3. The method according to claim 1, wherein the shot selecting unit sets a criterion that at least one of a number of shots included in the shot group and length of total time of the shots included in the shot group exceeds a threshold value given in advance.

4. The method according to claim 1, wherein the shot selecting unit rearranges all the shot groups in advance based on at least one of a number of shots included in the shot group and length of total time of the shots included in the shot group, and sets a criterion that the shot groups are located in a predetermined position from a top.

5. The method according to claim 1, wherein the shot selecting unit sets a criterion determining whether a similarity of features between the shot group and the shot group already selected is smaller than a threshold value given in advance.

6. The method according to claim 1, wherein the shot selecting unit sets a criterion that a sum of levels of similarity of features among all the selected shot groups is minimized or is minimized within a predetermined error range.

7. The method according to claim 1, wherein the face-area selecting unit rearranges sets of the face area groups to which a same attribute is imparted according to ranks of the shot groups for each of the shot groups, and selects a set having a higher rank.

8. The method according to claim 7, wherein the face-area selecting unit rearranges the sets of the face area groups according to ranks of the shot groups selected by the shot selecting unit.

9. The method according to claim 1, wherein the face-area selecting unit rearranges sets of the face area groups included in all the shot groups selected by the shot selecting unit, and selects a set having a higher rank.

10. The method according to claim 9, wherein the face-area selecting unit rearranges the sets of the face area groups in a descending order from one having a largest number of the face areas included in the sets of the face area groups.

11. The method according to claim 1, wherein the face-area selecting unit presumes, when a plurality of the face areas are present in the classified same shot group, the face areas, center coordinates of which are at a nearest distance, among shots to be face areas of a same person.

12. The method according to claim 1, further comprising leaving by a face-area removing unit only one of the face area groups and removing the other image area groups from the face area groups selected by the face-area selecting unit, with respect to a plurality of the face area groups not detected as the similar shots by the similar shot detecting unit but presumed to be those of a same person with similarity of images near the face areas.

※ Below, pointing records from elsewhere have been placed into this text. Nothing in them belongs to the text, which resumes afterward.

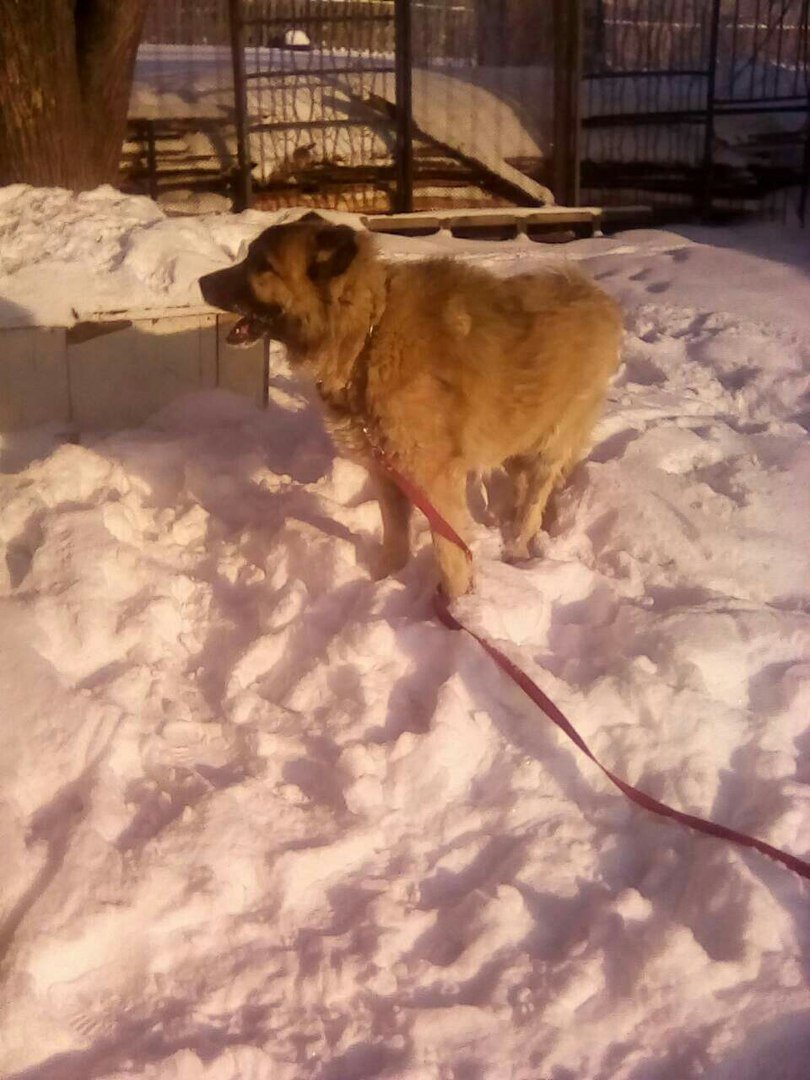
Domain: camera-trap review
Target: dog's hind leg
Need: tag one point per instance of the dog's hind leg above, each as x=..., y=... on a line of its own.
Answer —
x=395, y=513
x=534, y=478
x=447, y=491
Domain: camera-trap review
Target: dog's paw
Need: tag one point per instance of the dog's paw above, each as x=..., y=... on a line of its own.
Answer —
x=517, y=551
x=456, y=577
x=385, y=563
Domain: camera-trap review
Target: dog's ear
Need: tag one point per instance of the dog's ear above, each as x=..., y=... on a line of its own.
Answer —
x=335, y=250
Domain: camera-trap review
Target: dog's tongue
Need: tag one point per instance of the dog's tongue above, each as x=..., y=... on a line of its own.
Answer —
x=245, y=332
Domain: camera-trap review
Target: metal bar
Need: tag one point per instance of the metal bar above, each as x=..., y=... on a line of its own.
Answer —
x=151, y=157
x=404, y=56
x=683, y=116
x=567, y=80
x=243, y=194
x=321, y=71
x=296, y=21
x=804, y=198
x=704, y=194
x=640, y=73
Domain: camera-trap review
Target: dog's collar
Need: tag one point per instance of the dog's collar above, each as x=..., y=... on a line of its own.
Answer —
x=354, y=388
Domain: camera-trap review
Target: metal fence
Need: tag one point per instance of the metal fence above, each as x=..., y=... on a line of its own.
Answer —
x=697, y=104
x=383, y=105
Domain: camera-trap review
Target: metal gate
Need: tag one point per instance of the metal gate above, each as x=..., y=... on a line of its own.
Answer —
x=361, y=105
x=697, y=105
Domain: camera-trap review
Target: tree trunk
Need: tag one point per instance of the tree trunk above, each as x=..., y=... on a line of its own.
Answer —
x=66, y=76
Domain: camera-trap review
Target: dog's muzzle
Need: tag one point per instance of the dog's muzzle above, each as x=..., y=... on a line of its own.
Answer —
x=228, y=291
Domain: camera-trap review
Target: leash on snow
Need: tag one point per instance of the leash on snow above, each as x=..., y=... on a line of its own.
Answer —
x=532, y=691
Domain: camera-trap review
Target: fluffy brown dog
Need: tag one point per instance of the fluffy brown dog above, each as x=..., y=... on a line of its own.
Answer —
x=444, y=367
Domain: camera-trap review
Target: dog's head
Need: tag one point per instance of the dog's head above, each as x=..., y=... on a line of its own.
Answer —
x=286, y=283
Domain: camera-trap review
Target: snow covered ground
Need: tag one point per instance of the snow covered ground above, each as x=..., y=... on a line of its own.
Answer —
x=264, y=819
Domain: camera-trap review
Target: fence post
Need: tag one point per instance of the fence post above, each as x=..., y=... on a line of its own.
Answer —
x=243, y=194
x=704, y=193
x=404, y=63
x=567, y=91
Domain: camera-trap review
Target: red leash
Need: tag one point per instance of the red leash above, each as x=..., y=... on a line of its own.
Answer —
x=532, y=691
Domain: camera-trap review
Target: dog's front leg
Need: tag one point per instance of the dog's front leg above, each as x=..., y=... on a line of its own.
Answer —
x=395, y=513
x=447, y=491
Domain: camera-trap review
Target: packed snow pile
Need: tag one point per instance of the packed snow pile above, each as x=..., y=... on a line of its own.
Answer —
x=262, y=818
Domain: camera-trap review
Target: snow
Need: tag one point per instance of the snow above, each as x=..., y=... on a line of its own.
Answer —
x=264, y=818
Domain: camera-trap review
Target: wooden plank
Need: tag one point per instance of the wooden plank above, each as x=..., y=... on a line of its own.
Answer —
x=120, y=378
x=34, y=377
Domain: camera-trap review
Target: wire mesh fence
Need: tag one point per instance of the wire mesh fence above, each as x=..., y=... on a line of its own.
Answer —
x=694, y=104
x=683, y=105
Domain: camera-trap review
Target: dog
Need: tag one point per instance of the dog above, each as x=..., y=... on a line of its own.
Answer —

13. A picture processing apparatus comprising:

a feature extraction unit that extracts features of frames as an element of a picture;

a cut detecting unit that detects a cut point as a switching point of a screen between the temporally continuous frames using the features;

a similar shot detecting unit that detects shots as similar shots to which a same shot attribute value is imparted, when a difference of the features between the frames is within a predetermined error range, the shots being sources of extraction of the frames and aggregates of the frames in a time section divided by the cut point;

a shot selecting unit that selects a shot group satisfying a predetermined criterion from shot groups as sets of the similar shots;

a face-area detecting unit that detects a face area that is an image area presumed to be a face of a person from one or more shots included in the selected shot group;

a face-area tracking unit that imparts a same face attribute value to the respective face areas regarded as the same, when coordinate groups of the face areas between the continuous frames are regarded as the same; and

a face-area selecting unit that receives the coordinate groups of the face areas to which the same face attribute value is imparted from the face-area tracking unit, classifies the face areas included in the same shot group according to the features, presumes the classified face area group included in the same shot group to be that of a same person, and selects the face area group as a face area group of a main character.